A busca por maior diversidade em Hollywood tem gerado debates intensos, e ninguém sentiu isso na pele tanto quanto Rachel Zegler. Escalada para viver a protagonista no aguardado remake live-action de Branca de Neve, a atriz viu seu nome virar alvo de uma onda de críticas e polêmicas que colocam em xeque as tentativas da indústria de modernizar clássicos.
Em uma entrevista recente, Zegler abriu o jogo sobre o desconforto que as reações negativas causaram.

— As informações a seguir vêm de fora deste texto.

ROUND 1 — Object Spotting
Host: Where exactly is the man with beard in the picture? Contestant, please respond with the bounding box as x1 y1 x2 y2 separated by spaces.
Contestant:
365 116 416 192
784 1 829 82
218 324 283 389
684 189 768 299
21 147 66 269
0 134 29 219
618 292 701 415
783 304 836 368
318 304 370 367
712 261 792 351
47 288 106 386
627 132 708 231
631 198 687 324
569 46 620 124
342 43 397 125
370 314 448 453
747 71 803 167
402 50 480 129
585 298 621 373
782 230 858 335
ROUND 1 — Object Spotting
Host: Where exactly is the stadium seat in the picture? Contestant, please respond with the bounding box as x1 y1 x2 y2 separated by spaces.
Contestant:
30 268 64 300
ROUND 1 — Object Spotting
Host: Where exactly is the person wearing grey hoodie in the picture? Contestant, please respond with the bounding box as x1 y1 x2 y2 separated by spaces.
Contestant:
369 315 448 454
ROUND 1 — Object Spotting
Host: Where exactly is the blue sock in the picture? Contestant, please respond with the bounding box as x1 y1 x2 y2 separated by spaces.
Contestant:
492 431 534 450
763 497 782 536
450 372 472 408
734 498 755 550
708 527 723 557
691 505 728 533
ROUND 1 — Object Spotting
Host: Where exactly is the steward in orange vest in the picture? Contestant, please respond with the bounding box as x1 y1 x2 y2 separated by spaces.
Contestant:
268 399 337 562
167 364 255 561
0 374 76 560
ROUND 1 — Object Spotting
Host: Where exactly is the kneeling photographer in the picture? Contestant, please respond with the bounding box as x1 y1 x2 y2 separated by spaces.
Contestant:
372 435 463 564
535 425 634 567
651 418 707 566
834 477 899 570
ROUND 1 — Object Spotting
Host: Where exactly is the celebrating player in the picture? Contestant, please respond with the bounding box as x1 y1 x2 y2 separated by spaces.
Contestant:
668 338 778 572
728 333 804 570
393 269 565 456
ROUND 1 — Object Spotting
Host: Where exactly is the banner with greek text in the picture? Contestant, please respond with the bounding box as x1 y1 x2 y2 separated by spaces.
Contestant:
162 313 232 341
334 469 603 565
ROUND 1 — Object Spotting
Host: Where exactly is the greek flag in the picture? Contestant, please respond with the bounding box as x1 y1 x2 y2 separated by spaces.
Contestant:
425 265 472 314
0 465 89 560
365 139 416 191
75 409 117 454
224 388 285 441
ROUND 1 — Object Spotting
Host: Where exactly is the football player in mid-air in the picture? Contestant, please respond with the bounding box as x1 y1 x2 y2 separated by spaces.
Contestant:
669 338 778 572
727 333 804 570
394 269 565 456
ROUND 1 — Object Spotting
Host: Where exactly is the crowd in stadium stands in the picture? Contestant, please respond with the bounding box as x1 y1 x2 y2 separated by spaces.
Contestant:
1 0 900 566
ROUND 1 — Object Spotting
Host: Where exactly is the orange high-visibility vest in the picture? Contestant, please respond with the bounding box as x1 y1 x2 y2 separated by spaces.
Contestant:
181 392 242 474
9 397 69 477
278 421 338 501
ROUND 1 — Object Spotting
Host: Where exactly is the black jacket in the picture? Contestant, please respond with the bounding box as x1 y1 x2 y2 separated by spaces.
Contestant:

Ela lamentou profundamente que declarações suas sobre a versão original tenham sido tiradas de contexto, reforçando que sua intenção nunca foi desmerecer o clássico, mas sim defender o empoderamento feminino.
Sobre a narrativa romântica do filme, que foi alvo de especulações de que seria descartada, a atriz foi direta: o romance continua sendo um pilar fundamental da história. Segundo Zegler, as críticas surgiram de uma interpretação equivocada de uma única entrevista, onde outros aspectos do filme estavam sendo destacados.
Além disso, Rachel comentou sobre o peso de ser uma mulher sob os holofotes. Ela confessou que o ambiente hostil direcionado a figuras públicas femininas não é uma novidade, mas algo que ela observa com preocupação em diversos campos, inclusive na política.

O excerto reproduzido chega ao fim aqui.